(ANSA) – ROMA, 19 LUG – L’Italia è al primo posto tra i Paesi
con i maggiori costi sanitari derivanti dall’uso del gas
naturale negli impianti termoelettrici, con 2,17 miliardi di
euro. Sono i dati sui 27 Stati Ue più il Regno Unito contenuti
nel rapporto di Wwf e Greenhouse Gas Management Institute Ghgmi “Le emissioni di metano in Italia” che calcola per l’intera
area 8,7 miliardi di costi. Nel solo 2019 sono 2.864 le morti
premature per l’uso di energia prodotta da gas naturale, inoltre
ci sono 15.000 casi di impatti respiratori su adulti e bambini,
oltre 4.100 ricoveri ospedalieri e più di 5 milioni di giorni
lavorativi perduti a causa di malattie.
Le emissioni di metano hanno inoltre “un ruolo fondamentale
per evitare l’innalzamento delle temperature”, per il Wwf.

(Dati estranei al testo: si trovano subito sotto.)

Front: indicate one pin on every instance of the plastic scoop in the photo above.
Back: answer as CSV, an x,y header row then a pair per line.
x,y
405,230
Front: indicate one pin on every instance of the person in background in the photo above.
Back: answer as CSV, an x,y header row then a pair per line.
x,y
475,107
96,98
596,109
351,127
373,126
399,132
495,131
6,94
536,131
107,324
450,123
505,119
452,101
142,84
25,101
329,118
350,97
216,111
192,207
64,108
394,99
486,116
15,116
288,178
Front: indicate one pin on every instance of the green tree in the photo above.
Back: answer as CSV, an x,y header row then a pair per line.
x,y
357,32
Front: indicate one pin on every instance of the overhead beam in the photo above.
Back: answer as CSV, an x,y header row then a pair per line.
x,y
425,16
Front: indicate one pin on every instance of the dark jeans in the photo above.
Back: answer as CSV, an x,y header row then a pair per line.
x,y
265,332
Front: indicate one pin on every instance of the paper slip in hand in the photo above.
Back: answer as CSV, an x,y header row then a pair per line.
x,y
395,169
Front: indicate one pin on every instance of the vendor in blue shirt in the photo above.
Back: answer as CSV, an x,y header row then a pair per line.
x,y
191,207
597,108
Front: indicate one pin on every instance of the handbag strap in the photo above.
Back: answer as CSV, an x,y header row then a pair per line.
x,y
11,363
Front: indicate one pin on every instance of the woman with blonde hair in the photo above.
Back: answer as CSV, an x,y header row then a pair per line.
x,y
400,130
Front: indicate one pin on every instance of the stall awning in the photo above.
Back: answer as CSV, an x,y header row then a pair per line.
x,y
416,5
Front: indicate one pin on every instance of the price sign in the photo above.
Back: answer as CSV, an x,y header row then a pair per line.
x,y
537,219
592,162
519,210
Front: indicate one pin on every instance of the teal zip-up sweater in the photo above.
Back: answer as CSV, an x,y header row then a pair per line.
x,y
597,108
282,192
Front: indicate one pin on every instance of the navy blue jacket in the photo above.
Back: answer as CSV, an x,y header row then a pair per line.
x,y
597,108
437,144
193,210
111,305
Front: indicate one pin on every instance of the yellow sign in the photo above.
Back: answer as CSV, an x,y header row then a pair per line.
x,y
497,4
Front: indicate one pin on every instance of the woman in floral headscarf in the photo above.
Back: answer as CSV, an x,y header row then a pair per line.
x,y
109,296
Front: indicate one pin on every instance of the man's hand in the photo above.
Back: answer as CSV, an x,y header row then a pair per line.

Le
emissioni del secondo gas-serra di origine antropica, dopo
l’anidride carbonica, sono aumentate del 47% dall’epoca
preindustriale ad oggi, e hanno raggiunto i livelli più elevati
degli ultimi 800.000 anni.
Il metano è un gas-serra “più potente dell’anidride
carbonica”, con un potenziale di riscaldamento globale circa 80
volte più forte per unità di massa su una scala temporale di 20
anni, ma ha anche una vita media in atmosfera più breve e questo
fa sì che “il raggiungimento di riduzioni significative avrebbe
un effetto rapido ed efficace sul potenziale di riscaldamento
atmosferico”.
Nel 2019, le emissioni di metano dell’Italia sono state pari
a circa 1700 migliaia di tonnellate, il 12,9% in meno del valore
registrato nel 1990 e i settori che forniscono il contributo più
rilevante sono l’agricoltura con il 44,2%, la gestione dei
rifiuti con il 37,9% e l’energia con il 17,9%. Tra il 2000 e il
2019 il paese è solo 18esimo in Europa per taglio delle
emissioni.
“Cercheremo di fare in modo che il governo faccia la sua
parte”, è l’impegno della responsabile Clima ed Energia del WWF
Italia Mariagrazia Midulla. “Siamo molto preoccupati in questo
momento rispetto al gas”, dichiara Midulla, “noi prevediamo nei
vari decreti contratti per i rigassificatori fino al 2043,
questo è un modo di prevedere il nostro futuro energetico molto
discordante con gli impegni che abbiamo preso”. (ANSA).